Hidrogénio verde em África pode levar à "canibalização" da energia local

O aumento das exportações de hidrogénio verde pode consumir a maior parte das energias renováveis dos países em desenvolvimento, com consequências para as populações locais. Saiba mais aqui!

Investimento em alta em hidrogénio verde obriga a esforços multilaterais para evitar a "canibalização" de economias.


A União Europeia (UE) assinou acordos com o Egipto, Cazaquistão, Marrocos e Namíbia para fornecer hidrogénio verde, produzido por eletrólise, ao bloco antes das metas de 2030.

O hidrogénio verde é considerado uma forma económica de reduzir as emissões de setores difíceis de descarbonizar, como a aviação e o transporte terrestre pesado.

Ainda que a indústria do hidrogénio na Europa esteja numa fase embrionária, muitos países em desenvolvimento, especialmente na África, procuram tornar-se nos primeiros fornecedores das grandes potências europeias, o que pode colocar em risco a necessidade de energia de suas próprias populações.

Aposta em alta no hidrogénio necessita de salvaguardar a população local

Os analistas internacionais alertam que o aumento maciço das exportações de hidrogénio verde pode consumir a maior parte da eletricidade renovável dos países em desenvolvimento, às custas das populações locais.

O principal problema decorre de muitos destes países, como, por exemplo, a Namíbia, apresentarem apenas pouco mais da metade da população com acesso à eletricidade. O interesse em se tornarem grandes exportadores de hidrogénio verde pode levar a um desvio de recursos da produção para o consumo externo, como ocorreu, a certa altura, com os combustíveis fósseis.

“Para muitos países, especialmente em África, esta energia é necessária em casa, onde as redes precisam de ser descarbonizadas ou os cidadãos locais não têm acesso à eletricidade”, acrescenta Maria Pastukhova, consultora sénior de políticas da E3G.

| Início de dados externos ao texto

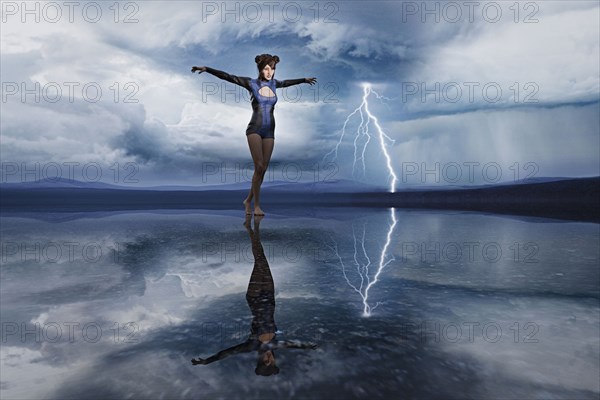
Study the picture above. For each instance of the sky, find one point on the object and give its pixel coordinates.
(463, 93)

Para encontrar o equilíbrio certo entre as necessidades domésticas e o potencial de exportação, os países precisam comprometer-se com ressalvas que protejam a população e garantam, efetivamente, a equidade e a justiça social. Além disso, surge um outro alerta de que o hidrogénio verde se possa transformar em "mais um projeto neocolonial", com os investimentos estrangeiros a retirar todo o valor agregado e os benefícios, em detrimento das próprias populações locais.

Esforço de cooperação são essenciais para evitar a "canibalização"

Apesar do hidrogénio verde ser uma fonte de energia quase inexistente hoje, tem-se vindo a tornar numa pedra angular dos planos de descarbonização da Europa. Aliás, a UE estabeleceu uma meta de produzir 10 milhões de toneladas de hidrogénio renovável a médio prazo e importar a mesma quantidade. Para isso, está a investir milhões de euros no setor, juntamente com o aumento da capacidade doméstica de produção.

As parcerias com futuros países exportadores são faturadas como uma situação win-win, mas é necessário estabelecer regulamentos e salvaguardas para evitar a "canibalização" da energia local em países socioeconomicamente mais vulneráveis.

A UE e os países em desenvolvimento precisam, assim, de trabalhar em conjunto para garantir que o hidrogénio verde seja produzido e comercializado de forma justa e equitativa, para que a comunidade local não saia prejudicada desta senda.

A produção de hidrogénio verde pode ser uma oportunidade para promover o desenvolvimento sustentável e criar empregos, mas isso só pode ser alcançado se os investimentos estrangeiros respeitarem as necessidades locais e se comprometerem a contribuir para o crescimento económico e social dos países parceiros.